Hum in phono that comes and goes

I have a strange hum that I hear when I touch my tone arm, but not all the time. When I move it off of a record that I just played, it does not hum. If it sits for a while like before I get another record to play, it will hum when I touch the tone arm to place it in the lead in groove. If I repeatedly touch it the hum reduces and after several touches will go away, so this seems like some sort of capacitance issue.
Is this the cartridge, phono amp, or pre amp, and how do I track it down.
And just to add to the strangeness, if I touch the arm and the pre amp chassis (not phono amp), the hum will disappear.
There likely is some sort of grounding issue. Have you checked the tonearm cable ground connection at the preamp to make sure it's tight? Has anything been changed around lately in your system?
I have checked the grounds, but I don't think that is what it is. I would think that a faulty ground would hum all the time, which this does not.
Ground loop-induced phono hum can be intermittent and mysterious. Try running the phono stage power cord to a different outlet or circuit to the AC mains.
Again, it doesn't act like ground loop or faulty ground hum. Since touching the tonearm repeatedly will cause it to diminish gradually until it's gone. It's like something is getting charged up sitting, and releases when you touch the arm, or the arm is playing.
I've changed outlets AND circuits, as well as power isolators, phono cable, and arm without any effect, I figure it has to be the cartridge or phono amp, with a slight chance of it being the pre. I'm going to change the input on the pre today to see if that has any effect.
Tough problem. Just a guess, but I would suspect the phono stage or its power supply. And a conceivable scenario would be that a capacitor in the power supply that is connected between AC "hot" and chassis/AC safety ground for purposes of filtering high frequency noise is electrically (not physically) leaky. If so, the transient caused by touching the arm, especially if that is done at the same time as touching the preamp (which would provide a path from the tonearm to AC safety ground via your body), momentarily affects the phono stage grounds and "shocks" the capacitor into some semblance of normalcy, temporarily.

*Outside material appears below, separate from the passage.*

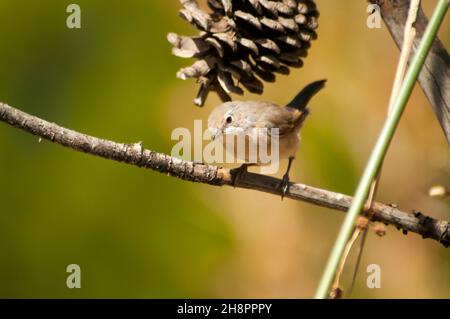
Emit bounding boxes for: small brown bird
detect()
[208,80,326,197]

As I say, though, that is all just a speculative guess.

It might pay to open up the phono stage and its power supply and examine the capacitors for discoloration or other signs of problems. The kind of AC filter capacitor I'm referring to would be located near the AC input connector of the power supply, and would NOT be a big electrolytic, although it would be a good idea to examine those as well.

Beyond that, I'm not sure what to suggest other than trying a different phono stage if possible.

-- Al
If your tonearm has a removable headshell, check the contacts between the headshell and the tonearm, also make sure it is tightened fully. Without more deatiled information, it is difficult to isolate the issue as several others have pointed out.

Good luck.
Al, I think you might be on to something. I know one of the traces in the phono had previously come loose and I had just soldered it back in place when I replaced the caps. I've been suspicious of that connection in particular. Maybe I got too much solder in the area and it is the problem. But I'll open them up and check everything like you suggest.